Type Journal Article - The Contemporary Pacific
Title Miracle-Workers and Nationhood: Reinhard Bonnke and Benny Hinn in Fiji
Author(s)
Volume 22
Issue 1
Publication (Day/Month/Year) 2010
Page numbers 74-99
URL http://muse.jhu.edu/journals/cp/summary/v022/22.1.newland.html
Abstract
The story of mass evangelists Reinhard Bonnke and Benny Hinn visiting
Fiji is part of at least two larger stories: about the promotion and increasing
popularity of the Pentecostal/evangelical phenomenon globally, and,
in Fiji, about the circulation of particular ideas regarding politics and citizenship
that were promulgated by the previous government under Prime
Minister Laisenia Qarase, with the support of an umbrella group of Christian
churches called the Assembly of Christian Churches in Fiji (accf). In
this essay, my primary focus is on the second story, analyzing the way in
which Bonnke and Hinn were invited to Fiji to support a political and religious
vision of correct citizenship: The first visit (by Bonnke in 2003) was
in the context of a post–2000 coup political landscape, and the second (by
Hinn) took place in the same year as the 2006 coup.

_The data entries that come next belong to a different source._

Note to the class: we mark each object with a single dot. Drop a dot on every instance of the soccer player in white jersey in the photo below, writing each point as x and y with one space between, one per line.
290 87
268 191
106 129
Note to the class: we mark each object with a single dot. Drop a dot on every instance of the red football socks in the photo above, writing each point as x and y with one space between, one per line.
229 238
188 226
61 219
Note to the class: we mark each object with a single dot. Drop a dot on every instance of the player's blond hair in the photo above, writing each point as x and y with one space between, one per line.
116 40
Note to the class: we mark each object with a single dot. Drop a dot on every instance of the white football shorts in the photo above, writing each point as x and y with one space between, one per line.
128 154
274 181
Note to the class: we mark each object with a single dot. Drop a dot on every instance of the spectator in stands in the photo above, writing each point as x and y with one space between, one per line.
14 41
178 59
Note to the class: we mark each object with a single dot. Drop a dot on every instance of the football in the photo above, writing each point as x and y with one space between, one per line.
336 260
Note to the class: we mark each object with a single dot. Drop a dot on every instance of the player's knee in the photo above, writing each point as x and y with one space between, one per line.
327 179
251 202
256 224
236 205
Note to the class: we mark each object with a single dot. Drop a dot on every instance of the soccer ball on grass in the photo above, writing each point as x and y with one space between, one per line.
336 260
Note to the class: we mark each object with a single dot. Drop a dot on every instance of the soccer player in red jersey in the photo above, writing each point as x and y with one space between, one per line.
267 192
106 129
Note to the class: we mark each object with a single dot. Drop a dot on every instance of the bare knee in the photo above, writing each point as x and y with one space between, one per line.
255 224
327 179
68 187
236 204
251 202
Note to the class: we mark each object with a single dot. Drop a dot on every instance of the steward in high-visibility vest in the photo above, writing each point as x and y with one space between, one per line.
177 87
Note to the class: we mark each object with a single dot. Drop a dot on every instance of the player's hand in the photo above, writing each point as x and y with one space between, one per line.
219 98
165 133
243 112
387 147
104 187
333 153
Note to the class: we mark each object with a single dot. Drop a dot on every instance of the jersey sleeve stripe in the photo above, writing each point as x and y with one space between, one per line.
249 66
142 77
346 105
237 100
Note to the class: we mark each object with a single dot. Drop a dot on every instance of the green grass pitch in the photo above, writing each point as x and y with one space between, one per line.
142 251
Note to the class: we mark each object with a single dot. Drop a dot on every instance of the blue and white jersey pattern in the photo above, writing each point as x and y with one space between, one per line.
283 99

I locate the 2000 coup as the first important marker because, although
Bonnke arrived three years later, his visit was rationalized locally as an
act of postcoup reconciliation and therefore a significant aid for nation
building. For example, as part of the promotion for Bonnke in the Christian
Mission Fellowship (cmf) publication Harvest Times, both President
Ratu Josefa Iloilo and Prime Minister Qarase wrote columns welcoming
Bonnke in these terms. Iloilo noted that it “would certainly be instrumental
in bringing the various races together, plus supporting the Government’s
reconciliation endeavour in uniting the people of our beloved
Nation” (Harvest Times 2003c). Qarase cast the visit as part of the tireless
efforts of religious groups “to heal the wounds that have created ill-will
and mistrust between our different communities” (Harvest Times 2003a).
Although not evident from these statements, at that time the idea of “reconciliation”
was used as a keyword in two very different philosophies of citizenship, in which the healing of either interracial or intra-racial relationships
was being emphasized. Yet both philosophies referred to reconciliation
as a process that was sorely needed to offset the rivalry between
factions that had both led to and resulted from the 2000 coup.